Thank you! That is great code and exactly what I was looking for!
It stands in the context of http://www.business-intelligence-quotient.com/?p=66 "One pass SCD2 load: How to load a Slowly Changing Dimension Type 2 with one SQL Merge statement in Oracle" by Uli Bethke and http://www.kimballgroup.com/html/08dt/KU107_UsingSQL_MERGESlowlyChangingDimension.pdf "Design Tip #107 Using the SQL MERGE Statement for Slowly Changing Dimension Processing" by Warren Thornthwaite.
It's a pity, that SQL Server has a MERGE-Output clause, that Oracle lacks :-((
But here is your great workaround...
Thanks again
Kai Schubert

Anonymous said...

Hi,

it seems to me, that there is a little mistake in creating the dimension table dim_product:

Product dimension table: dim_product.

CREATE TABLE STG_PRODUCT....

Also the column list of the create statement have not all columns, which are necessary for the insert part of the merge statement.

data bob jr said...

Thank you for pointing that out. I had posted an updated version of the create table statement for the dim_product table.

Anonymous said...

When using the sequence, a PRODUCT_SID value is skipped when performing the Merge.

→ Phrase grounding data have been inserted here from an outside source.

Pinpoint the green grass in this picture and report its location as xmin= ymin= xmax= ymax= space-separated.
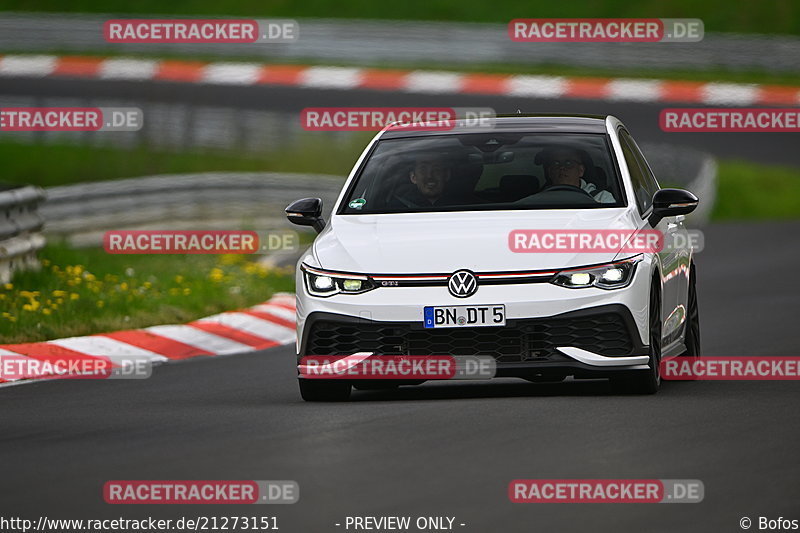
xmin=0 ymin=137 xmax=370 ymax=188
xmin=713 ymin=161 xmax=800 ymax=220
xmin=4 ymin=0 xmax=800 ymax=35
xmin=0 ymin=242 xmax=295 ymax=343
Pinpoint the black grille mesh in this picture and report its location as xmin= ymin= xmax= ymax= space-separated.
xmin=306 ymin=313 xmax=633 ymax=362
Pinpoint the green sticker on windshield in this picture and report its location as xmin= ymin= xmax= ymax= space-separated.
xmin=348 ymin=198 xmax=367 ymax=209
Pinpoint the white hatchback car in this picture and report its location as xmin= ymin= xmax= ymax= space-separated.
xmin=287 ymin=115 xmax=700 ymax=401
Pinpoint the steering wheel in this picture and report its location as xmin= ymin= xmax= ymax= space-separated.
xmin=542 ymin=184 xmax=595 ymax=198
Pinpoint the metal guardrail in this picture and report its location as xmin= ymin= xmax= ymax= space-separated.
xmin=0 ymin=95 xmax=353 ymax=155
xmin=0 ymin=13 xmax=798 ymax=72
xmin=41 ymin=173 xmax=346 ymax=247
xmin=0 ymin=185 xmax=46 ymax=283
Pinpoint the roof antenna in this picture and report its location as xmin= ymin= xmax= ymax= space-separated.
xmin=516 ymin=109 xmax=522 ymax=114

I worked around this by checking if the DIM_PRODUCT table is empty.

If empty then VALUES (S_DIM_PRODUCT.NEXTVAL

If not empty then VALUES (S_DIM_PRODUCT.NEXTVAL-1

Anonymous said...

Thank you. Its really nice code with great explanation. I am creating cursor with FULL Outer join between stage and dimension tables and then processing each rec. But wanted to give a try with merge statement.

Anonymous said...

What if more that one new records (for the same product id) come from the stage table?
Seems like from this code they both will have end date as 12/31/9999

Unknown said...

Smart solution! I believe with a little tweaking it can even work for hybrid T1/T2 dimensions.

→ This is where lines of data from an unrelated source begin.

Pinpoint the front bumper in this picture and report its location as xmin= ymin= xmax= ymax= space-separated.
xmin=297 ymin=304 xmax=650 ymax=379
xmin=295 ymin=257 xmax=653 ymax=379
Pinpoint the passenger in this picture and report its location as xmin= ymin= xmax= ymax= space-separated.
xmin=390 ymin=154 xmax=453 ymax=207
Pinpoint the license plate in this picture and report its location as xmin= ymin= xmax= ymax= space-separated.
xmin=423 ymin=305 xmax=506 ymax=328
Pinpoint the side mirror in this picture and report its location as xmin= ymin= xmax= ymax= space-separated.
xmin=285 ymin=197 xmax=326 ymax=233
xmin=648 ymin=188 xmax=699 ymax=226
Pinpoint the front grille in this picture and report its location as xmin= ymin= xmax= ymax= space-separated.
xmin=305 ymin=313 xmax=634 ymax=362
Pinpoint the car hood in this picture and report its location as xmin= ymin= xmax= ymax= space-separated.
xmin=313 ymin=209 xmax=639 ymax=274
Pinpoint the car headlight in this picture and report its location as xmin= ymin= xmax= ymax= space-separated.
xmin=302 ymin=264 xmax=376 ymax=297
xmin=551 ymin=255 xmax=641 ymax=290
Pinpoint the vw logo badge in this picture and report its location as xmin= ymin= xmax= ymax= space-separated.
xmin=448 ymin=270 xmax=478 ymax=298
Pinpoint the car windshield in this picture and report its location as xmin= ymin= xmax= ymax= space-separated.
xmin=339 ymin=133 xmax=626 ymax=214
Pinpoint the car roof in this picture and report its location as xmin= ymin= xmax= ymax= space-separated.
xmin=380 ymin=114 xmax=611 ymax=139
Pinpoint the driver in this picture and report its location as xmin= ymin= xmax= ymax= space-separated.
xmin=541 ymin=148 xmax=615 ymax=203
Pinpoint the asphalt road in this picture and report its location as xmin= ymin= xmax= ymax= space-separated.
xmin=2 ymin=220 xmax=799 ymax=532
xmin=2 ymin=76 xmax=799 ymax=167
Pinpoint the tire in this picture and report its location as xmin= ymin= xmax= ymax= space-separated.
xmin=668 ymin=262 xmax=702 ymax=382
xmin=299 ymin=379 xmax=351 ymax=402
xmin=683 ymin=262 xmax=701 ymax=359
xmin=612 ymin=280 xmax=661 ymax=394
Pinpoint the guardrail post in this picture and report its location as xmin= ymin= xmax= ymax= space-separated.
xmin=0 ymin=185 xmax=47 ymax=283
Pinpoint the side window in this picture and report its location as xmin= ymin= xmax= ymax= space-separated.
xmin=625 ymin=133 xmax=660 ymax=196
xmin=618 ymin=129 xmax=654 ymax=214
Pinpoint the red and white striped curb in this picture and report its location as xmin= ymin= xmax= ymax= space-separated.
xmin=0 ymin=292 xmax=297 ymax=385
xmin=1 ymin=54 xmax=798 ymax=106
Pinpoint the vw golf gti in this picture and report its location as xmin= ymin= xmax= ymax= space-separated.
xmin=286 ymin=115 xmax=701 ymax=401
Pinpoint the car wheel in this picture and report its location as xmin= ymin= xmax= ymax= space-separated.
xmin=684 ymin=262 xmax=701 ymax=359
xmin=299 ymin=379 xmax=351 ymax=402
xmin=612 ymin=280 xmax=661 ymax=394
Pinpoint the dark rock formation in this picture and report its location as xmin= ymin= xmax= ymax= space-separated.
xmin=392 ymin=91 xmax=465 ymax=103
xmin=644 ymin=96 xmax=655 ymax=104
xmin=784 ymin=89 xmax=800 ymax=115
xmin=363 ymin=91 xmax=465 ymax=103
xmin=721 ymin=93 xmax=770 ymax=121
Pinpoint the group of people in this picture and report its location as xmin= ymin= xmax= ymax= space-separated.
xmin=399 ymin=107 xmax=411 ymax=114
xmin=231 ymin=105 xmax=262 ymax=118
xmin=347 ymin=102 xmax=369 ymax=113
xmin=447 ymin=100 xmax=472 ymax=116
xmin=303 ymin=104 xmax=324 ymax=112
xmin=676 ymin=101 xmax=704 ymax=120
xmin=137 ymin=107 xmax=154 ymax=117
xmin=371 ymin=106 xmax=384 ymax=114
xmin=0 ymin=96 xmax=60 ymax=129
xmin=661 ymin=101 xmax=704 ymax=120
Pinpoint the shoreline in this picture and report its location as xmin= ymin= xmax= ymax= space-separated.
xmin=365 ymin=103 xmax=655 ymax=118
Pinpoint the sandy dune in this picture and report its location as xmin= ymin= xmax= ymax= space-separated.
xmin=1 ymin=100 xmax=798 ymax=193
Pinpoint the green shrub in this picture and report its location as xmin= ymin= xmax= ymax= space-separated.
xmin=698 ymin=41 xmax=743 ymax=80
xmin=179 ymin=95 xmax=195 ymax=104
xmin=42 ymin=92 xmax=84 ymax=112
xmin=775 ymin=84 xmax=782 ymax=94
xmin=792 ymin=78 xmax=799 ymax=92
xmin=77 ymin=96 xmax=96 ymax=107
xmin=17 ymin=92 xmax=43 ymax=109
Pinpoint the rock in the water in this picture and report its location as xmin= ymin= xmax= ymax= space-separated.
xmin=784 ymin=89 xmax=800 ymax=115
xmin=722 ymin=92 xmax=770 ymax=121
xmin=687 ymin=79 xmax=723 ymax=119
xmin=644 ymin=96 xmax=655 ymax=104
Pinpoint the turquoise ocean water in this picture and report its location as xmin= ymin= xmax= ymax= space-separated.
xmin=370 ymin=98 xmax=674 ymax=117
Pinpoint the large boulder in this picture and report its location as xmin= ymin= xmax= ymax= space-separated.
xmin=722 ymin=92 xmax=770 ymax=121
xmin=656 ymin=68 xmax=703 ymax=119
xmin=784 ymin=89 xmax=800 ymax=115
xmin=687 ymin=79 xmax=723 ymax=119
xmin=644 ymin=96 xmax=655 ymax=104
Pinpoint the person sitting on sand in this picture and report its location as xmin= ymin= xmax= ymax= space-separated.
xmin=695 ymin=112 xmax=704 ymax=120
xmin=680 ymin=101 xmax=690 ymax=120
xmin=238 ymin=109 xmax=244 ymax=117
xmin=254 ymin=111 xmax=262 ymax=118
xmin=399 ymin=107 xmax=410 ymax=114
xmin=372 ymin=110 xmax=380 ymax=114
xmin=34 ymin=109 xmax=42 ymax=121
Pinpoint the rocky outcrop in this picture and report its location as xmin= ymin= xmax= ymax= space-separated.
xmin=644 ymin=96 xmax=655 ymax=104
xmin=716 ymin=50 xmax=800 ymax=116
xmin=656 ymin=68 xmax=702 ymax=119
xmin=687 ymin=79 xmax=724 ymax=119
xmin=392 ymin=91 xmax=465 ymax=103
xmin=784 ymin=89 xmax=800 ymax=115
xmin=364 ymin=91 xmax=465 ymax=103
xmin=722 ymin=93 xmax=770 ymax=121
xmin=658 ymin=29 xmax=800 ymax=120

Vladimir Radojičić said...

Great code, thank you!
It is true that Oracle lacks MERGE-Output clause, that SQL Server has, but on the other hand, I like doing more with less :). If you don't need something, don't use it :).

Anonymous said...

thanks much!! awesome solution!!

Anonymous said...

awesome solution!! really improves the performance..

Anonymous said...

"As you can see, we have two rows for product_id 1, and one row for the new record, product_id 3. Also, at the end of the row, you can also see that the scd_record_type_id column has two ids for product id 1. One is 2 and the other one is 1."

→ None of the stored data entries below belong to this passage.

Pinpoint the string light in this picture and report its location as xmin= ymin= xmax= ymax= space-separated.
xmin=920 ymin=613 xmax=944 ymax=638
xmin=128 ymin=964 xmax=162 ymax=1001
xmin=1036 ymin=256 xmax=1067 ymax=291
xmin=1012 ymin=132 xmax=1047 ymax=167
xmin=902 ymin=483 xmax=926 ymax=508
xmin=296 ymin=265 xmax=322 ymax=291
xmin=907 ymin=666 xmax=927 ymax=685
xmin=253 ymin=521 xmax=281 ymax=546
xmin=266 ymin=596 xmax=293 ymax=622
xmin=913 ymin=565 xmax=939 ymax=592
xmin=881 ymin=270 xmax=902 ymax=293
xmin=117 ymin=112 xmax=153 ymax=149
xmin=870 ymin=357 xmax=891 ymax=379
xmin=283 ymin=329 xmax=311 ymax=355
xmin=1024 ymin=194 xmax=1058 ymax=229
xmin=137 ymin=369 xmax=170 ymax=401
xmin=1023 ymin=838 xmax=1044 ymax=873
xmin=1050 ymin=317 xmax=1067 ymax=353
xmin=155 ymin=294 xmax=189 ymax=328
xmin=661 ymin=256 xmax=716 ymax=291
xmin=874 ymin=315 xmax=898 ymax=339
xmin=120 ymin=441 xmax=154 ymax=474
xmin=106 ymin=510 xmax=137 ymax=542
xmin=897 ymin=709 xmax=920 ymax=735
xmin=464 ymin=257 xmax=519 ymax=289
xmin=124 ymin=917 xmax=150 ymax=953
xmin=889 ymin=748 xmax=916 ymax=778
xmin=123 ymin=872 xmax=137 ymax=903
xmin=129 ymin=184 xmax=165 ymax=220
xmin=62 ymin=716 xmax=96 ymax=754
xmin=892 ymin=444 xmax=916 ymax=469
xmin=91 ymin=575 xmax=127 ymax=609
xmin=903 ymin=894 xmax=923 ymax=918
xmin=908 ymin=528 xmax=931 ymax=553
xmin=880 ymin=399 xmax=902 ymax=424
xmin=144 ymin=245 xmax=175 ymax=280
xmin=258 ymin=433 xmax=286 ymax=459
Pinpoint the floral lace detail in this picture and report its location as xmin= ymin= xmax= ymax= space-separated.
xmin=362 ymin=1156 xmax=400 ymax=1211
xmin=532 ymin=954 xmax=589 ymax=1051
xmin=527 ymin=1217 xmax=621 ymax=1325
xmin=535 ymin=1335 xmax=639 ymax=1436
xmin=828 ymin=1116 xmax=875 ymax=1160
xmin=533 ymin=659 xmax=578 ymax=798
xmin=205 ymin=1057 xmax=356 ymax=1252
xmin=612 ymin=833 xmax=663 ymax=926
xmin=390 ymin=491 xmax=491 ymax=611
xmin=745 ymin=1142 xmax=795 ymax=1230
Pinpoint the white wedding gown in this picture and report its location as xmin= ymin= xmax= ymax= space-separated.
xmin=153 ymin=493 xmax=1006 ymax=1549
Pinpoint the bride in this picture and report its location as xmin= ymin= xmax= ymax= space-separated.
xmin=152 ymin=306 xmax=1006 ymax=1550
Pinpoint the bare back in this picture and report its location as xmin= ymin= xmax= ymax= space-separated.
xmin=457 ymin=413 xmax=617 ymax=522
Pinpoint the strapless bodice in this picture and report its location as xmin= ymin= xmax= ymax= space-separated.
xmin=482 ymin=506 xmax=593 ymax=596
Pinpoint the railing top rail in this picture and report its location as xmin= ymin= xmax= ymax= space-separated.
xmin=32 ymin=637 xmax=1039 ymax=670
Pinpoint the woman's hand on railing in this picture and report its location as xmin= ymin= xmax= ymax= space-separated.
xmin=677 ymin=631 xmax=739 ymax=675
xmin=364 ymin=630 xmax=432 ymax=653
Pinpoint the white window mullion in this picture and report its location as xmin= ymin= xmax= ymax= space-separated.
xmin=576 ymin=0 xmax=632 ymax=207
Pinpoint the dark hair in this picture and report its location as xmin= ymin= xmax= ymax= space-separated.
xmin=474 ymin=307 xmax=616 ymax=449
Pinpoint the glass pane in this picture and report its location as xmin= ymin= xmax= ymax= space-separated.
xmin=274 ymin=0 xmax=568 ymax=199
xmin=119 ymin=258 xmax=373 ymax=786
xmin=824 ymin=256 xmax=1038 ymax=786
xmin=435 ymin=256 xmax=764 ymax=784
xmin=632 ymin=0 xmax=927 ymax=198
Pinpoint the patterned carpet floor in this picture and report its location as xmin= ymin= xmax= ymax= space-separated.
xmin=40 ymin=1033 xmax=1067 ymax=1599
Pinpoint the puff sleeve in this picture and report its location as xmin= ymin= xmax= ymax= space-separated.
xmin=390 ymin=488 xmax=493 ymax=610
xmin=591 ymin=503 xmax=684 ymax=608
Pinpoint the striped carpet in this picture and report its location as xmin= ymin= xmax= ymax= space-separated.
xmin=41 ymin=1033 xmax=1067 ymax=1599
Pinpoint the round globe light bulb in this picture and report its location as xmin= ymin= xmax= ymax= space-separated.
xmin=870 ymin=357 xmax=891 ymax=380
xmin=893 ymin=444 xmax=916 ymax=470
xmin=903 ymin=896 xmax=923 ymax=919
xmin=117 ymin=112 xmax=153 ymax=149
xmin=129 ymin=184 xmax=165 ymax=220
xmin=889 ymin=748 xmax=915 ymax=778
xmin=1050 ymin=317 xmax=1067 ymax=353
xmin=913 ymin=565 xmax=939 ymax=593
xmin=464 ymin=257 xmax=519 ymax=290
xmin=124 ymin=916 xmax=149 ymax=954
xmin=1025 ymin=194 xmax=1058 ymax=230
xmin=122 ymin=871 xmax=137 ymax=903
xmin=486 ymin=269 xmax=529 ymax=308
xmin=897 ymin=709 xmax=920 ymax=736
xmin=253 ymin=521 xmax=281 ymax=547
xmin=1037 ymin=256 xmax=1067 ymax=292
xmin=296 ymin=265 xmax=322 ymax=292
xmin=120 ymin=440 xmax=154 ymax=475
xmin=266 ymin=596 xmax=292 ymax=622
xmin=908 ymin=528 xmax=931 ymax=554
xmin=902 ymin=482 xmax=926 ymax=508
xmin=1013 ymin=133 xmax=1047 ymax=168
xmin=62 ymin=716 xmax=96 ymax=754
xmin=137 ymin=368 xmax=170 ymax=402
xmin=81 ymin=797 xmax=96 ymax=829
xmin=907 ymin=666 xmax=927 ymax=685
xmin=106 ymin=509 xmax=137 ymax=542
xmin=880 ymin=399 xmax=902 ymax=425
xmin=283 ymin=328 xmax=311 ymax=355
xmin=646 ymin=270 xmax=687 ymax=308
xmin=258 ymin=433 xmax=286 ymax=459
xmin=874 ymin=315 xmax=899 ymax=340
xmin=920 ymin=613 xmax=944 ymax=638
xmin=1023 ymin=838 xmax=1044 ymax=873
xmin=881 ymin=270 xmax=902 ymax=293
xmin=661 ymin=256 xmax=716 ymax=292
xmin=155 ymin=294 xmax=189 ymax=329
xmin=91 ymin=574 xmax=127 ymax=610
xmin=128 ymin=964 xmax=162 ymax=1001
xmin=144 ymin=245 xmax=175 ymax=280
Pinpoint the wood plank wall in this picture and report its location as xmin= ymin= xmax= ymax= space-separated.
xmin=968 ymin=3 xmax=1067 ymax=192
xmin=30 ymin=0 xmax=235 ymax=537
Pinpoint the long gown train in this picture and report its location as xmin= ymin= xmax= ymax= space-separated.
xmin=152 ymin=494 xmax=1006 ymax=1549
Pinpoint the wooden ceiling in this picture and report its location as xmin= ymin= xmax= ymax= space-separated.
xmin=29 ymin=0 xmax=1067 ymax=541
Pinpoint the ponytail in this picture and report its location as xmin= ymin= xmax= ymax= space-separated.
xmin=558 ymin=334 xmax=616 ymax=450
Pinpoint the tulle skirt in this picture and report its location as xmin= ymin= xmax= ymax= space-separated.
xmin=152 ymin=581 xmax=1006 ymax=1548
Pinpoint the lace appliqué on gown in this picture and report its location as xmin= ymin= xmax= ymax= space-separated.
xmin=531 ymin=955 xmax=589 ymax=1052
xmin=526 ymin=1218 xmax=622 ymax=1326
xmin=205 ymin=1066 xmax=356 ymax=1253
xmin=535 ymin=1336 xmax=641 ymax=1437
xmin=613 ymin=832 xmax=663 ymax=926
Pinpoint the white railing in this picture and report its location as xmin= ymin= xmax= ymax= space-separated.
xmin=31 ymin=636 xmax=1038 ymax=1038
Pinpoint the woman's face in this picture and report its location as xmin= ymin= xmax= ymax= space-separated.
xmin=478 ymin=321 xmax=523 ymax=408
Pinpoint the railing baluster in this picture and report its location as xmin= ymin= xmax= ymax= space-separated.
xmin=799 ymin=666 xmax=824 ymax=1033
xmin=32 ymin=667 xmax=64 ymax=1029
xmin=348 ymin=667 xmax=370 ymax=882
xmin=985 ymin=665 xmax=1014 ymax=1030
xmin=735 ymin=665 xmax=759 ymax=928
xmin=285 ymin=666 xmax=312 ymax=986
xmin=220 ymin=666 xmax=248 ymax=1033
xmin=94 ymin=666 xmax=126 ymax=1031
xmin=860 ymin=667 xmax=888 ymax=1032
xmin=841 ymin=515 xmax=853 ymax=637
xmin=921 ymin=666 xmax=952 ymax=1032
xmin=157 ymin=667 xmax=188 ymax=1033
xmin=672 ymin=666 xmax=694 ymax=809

Sorry, that's not what the listing above this sentence depicts:

1. The last column is calles SCD_ROW_TYPE_ID, not SCD_RECORD_TYPE_ID.
2. For both records with product_id 1, this SCD_ROW_TYPE_ID has a value of 2, although - according to your explanation - one of the records is to be inserted and one is to be updated.
3. The effective date of the record to-be-inserted should be after the effective date of its temporal predecessor.
4. Referring to the same listing; none of the attributes of Product ID 1 has changed in the Stage Table. So it is not necessary at all to create a new record in the Dimension Table.

Anonymous said...

What if there is no date or flag column in the source? Can we still achieve SCD using Oracle MERGE statement? or is there any alternate way to achieve it?

Anonymous said...

Can we implement this when we have multiple changes ? like for 1 iteration we have 2 different values for a single product. can you modify the solution in that scenario?
Thanks in advance.